The company's networking and communications products are used in satellite applications, and they are consumed by clients like Cisco for wired and wireless networking applications. MACOM also creates high-speed optical networking components in high-margin specialized spaces such as data centers, long-haul communications, and metro core networks.

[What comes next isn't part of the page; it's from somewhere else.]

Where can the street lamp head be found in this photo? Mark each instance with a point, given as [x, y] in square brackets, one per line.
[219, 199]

MACOM received a Technology & Engineering Emmy Award for its development of technology that enables high density video switching and routing solutions in 2015. The technology is important in broadcast video infrastructure.

The company also provides power transistors to clients in a variety of industries. For instance, their MOSFET product line has been used in medical instruments (such as MRI systems and CAT scanners) and automotive ignition systems.

==Litigation==
On January 15, 2009, the State of New York terminated its contract with Tyco Electronics Wireless Systems (often referred to as M/A-COM) due to ongoing and unresolved deficiencies with the OpenSky system.

On February 13, 2009, Tyco Electronics filed a complaint against the New York State Office for Technology (NY-OFT), in the New York State Court of Claims, disputing the claims made by the OFT. In the complaint, Tyco Electronics disputed many of the NY-OFT's public criticisms of both the company and the system, maintaining that SWN (which included OpenSky) ‘worked as contracted.’ The complaint also claimed the state hindered the company's ability to build the system in a timely manner, defamed the company by stating that its technology did not work, and that the state inappropriately drew $50 million from the standby letter of credit the company established for the project.

In June 2014, a Judge ruled that Laird Technologies, Inc. was no longer allowed to supply Ford Motor Company with GPS Modules after MACOM sued for patent infringement.

In April 2016, MACOM filed a suit against the German technology company, Infineon Technologies after alleging that the Infineon was in breach of contract, covenant of good faith and fair dealing and interference with contract.